Both formalin-fixed paraffin-embedded (FFPE) tissue and frozen tissue are cornerstones in the research field. Medical advancements and research rely on the availability of biospecimens as research material. For example, studying a specific disease, how it progresses, and how it can be cured would require access to high-quality biospecimens that contain the diseased tissue. Since biospecimens are fragile and perish easily, professional care is necessary to prepare and preserve the tissue to ensure that it can be studied by researchers. The two major tissue preparation methods used for preservation are FFPE and frozen tissue.
FFPE tissue specimens are invaluable to the research industry and have had therapeutic applications for decades. It is a method of preservation that enables biospecimens to be used in experimental research, drug development, and diagnostics. In this method, the tissue is first saturated with formalin or formaldehyde to preserve the vital structures in the tissue. It is then embedded in paraffin wax to make sectioning easier so it can be mounted on a microscope for examination purposes. FFPE specimens can include both normal and diseased tissue as comparison studies are also important. In some cases, both normal and diseased tissue can also be obtained from the same individual. In the field of oncology, a primary tumor sample is often compared to tissues from distant metastatic tumors.

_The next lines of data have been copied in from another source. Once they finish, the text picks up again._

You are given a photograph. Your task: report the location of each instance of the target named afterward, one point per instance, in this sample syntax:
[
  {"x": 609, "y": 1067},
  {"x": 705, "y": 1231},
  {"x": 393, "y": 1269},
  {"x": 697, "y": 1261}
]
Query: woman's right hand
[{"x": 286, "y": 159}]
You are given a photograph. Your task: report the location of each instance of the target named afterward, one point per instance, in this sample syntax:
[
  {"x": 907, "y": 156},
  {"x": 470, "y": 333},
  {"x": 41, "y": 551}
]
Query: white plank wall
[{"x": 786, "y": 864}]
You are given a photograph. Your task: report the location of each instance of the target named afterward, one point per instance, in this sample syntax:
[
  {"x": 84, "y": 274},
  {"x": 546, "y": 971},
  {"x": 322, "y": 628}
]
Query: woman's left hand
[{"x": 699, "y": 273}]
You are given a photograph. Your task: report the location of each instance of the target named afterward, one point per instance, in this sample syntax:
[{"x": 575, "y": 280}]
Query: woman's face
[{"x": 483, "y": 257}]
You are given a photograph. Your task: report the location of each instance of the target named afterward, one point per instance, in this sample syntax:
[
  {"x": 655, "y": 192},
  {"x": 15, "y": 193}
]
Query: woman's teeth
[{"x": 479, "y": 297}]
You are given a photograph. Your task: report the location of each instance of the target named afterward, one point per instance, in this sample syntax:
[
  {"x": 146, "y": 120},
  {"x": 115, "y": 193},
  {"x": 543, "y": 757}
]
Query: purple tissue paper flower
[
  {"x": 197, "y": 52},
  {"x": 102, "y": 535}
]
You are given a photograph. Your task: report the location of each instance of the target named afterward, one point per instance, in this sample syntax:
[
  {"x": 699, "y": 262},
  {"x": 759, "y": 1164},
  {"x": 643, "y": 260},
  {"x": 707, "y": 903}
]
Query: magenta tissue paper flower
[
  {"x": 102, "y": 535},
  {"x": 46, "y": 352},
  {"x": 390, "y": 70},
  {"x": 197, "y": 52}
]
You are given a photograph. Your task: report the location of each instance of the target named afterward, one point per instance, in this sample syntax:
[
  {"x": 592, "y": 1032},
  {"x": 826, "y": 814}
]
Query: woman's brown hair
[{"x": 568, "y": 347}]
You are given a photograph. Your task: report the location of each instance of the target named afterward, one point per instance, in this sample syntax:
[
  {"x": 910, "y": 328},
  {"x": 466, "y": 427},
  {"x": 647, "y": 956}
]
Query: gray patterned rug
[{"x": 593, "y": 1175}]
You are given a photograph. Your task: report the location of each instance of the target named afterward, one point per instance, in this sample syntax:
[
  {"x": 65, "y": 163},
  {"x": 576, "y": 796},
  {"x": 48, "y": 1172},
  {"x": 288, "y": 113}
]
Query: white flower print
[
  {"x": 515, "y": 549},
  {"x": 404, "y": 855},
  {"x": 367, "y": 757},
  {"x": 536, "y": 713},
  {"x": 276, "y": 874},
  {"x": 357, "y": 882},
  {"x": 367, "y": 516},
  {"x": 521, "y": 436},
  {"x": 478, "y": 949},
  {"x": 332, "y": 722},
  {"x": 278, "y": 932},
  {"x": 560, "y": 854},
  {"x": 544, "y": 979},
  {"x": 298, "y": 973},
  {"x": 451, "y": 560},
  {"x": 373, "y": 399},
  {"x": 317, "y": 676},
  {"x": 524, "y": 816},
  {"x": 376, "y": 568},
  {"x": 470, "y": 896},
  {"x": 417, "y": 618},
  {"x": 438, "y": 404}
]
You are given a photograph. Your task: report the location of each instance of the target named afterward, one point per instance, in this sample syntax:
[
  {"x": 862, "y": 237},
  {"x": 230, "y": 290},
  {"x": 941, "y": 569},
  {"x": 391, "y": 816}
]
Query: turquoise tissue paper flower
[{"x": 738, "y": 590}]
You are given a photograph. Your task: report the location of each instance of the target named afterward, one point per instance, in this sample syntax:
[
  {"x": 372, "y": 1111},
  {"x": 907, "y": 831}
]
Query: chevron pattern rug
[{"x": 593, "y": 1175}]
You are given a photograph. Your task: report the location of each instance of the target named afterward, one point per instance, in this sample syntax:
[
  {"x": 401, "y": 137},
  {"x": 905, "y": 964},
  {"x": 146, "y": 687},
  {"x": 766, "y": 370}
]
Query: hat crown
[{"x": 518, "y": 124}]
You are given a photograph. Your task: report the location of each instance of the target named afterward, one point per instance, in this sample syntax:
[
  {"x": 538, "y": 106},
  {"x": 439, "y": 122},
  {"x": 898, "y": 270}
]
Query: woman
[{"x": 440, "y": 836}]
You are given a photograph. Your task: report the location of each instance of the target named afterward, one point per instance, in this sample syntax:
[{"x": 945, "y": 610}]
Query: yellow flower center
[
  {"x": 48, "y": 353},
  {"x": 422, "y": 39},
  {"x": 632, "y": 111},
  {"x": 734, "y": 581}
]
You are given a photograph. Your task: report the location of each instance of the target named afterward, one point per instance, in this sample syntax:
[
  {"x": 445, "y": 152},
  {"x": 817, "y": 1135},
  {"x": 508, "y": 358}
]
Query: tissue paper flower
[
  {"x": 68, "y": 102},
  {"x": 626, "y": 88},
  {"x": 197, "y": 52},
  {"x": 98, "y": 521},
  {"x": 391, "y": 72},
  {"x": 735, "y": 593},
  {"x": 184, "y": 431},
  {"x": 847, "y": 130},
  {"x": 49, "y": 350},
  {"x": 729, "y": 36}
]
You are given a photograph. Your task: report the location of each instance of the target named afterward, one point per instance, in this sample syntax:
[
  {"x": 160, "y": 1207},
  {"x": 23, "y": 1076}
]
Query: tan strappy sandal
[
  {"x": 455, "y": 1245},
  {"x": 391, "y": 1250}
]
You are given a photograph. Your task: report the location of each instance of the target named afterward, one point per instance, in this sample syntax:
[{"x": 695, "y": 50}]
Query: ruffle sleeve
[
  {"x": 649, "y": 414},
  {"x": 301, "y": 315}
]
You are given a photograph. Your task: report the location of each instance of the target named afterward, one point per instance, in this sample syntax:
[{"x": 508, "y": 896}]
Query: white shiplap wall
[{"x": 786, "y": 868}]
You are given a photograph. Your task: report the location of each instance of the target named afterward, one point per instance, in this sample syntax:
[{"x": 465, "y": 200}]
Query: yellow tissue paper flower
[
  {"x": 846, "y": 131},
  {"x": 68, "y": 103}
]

Once the tissue is identified and excised, it is immersed in a solution of 10 percent neutral-buffered formalin for 18 to 24 hours to harden the tissue so it can survive the following steps. Once ready, the tissue is dehydrated using increasing concentrates of ethanol. It is then embedded into immunohistochemistry grade paraffin. Fixation time is crucial in FFPE as tissues that are fixed too soon after excision can be useless for molecular studies. Quality control is important as biospecimens that are not maintained properly may exhibit unusual characteristics that result in misleading data and conclusions in research. The preparation method for FFPE may also depend on requests from the researcher as some may have specific instructions regarding the size, purpose, and cut of the tissue. Biospecimens that are completed are stored in biobanks established in research centers or hospitals. Records regarding the time of collection, preservation, demographic information, and legal documents should be kept as it may have a definitive impact on its usability in clinical trials or research.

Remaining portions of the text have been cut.